In other words, when it comes to escape, you will – vill – be considered guilty until you can prove yourself innocent.

The DOR doesn’t provide any check lists as to how to avoid paying for all the Democrats’ woke welfare programs – DEI, sustainability, etc. That task is left to local financial advisers, law firms, accountants and the like, to give you advice on how to beat the insatiable state taxman.

Key number, of course, is 183 – the number of days you must remain outside the dreary confines of the Bay State. But that’s not all the hoops you have to jump through. Still, as the years have gone by, it becomes easier and easier to cut all ties.

For instance, the advisers tell you to complete your will under the laws of your new home state.

Given Massachusetts’ estate taxes, that’s an absolute no-brainer. Your future survivors should charge you with parental malpractice if you stick around Massachusetts so your estate is robbed after you’ve assumed room temperature.

How about this one – “Have any minor children attend schools in your new state.”

Massachusetts used to have some of the best public schools in the nation. That was a very, very long time ago.

“Change vehicle registration(s) and insurance to your new state.”

Another instant likely savings of a few thousand bucks.

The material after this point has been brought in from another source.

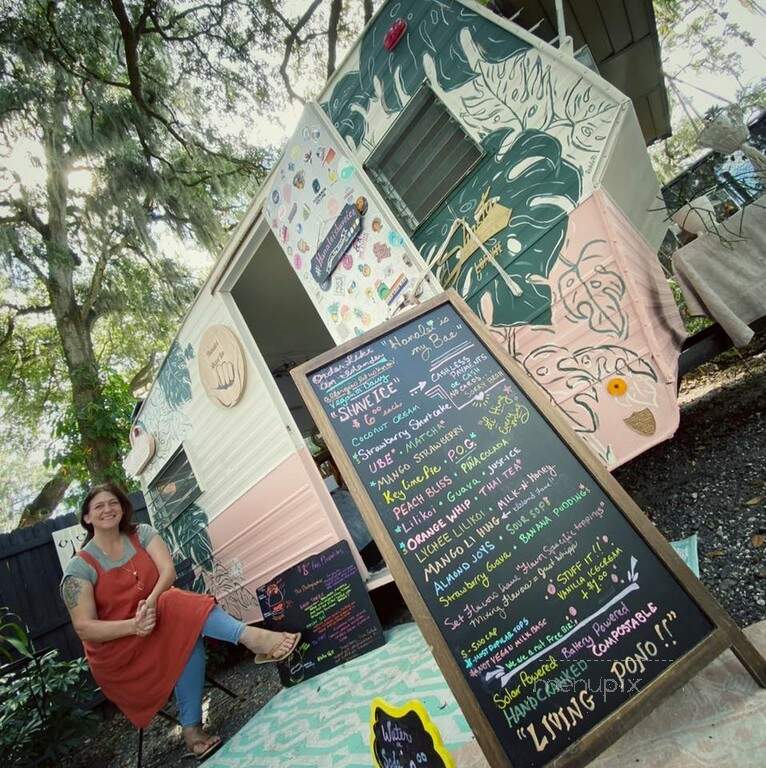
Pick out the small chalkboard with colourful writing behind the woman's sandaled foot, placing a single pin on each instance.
(324, 598)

Here’s another complete no-brainer that gives the Bay State fugitive a warm fuzzy feeling inside:

“Change voter registration to your new state and terminate your former voter registration.”

Why would anyone want to vote in Massachusetts anymore? What’s the point, especially since the state GOP, under its former destitute, staggeringly inept leadership, didn’t even bother to contest any fights in 2022?

Remember, this $1.3-billion tax increase only passed by a narrow 52-48 margin. And the victory only came after the state teachers’ unions spent $23 million on harvesting mail-in ballots from shut-ins and mitten-knitters who supported Question 1 (and not so coincidentally, the rest of the Democrat ticket).

Meanwhile, under Jim “Jones” Lyons the state Republican party last fall devoted most of its feeble efforts to an investigation into the sex life of future Gov. Maura Healey.

It doesn’t take much effort now to find various checklists you can use for your own personal Change of Residency. They’re everywhere, kind of like moving vans.

I still remember the first time I ever saw such a checklist. It was in 1995, after Rose Fitzgerald Kennedy died in Hyannis Port at the age of 104. She hadn’t set foot in Florida in at least 13 years, but nobody in state government objected to the “First Family” filing her will in Florida and savings untold millions that could have been used as her, you’ll pardon the expression, fair share.

But unlike most of the state’s current flight risks, Rose Kennedy was a… Democrat.

By the way, I won’t be the last American turning off the lights in Massachusetts. I’m already gone.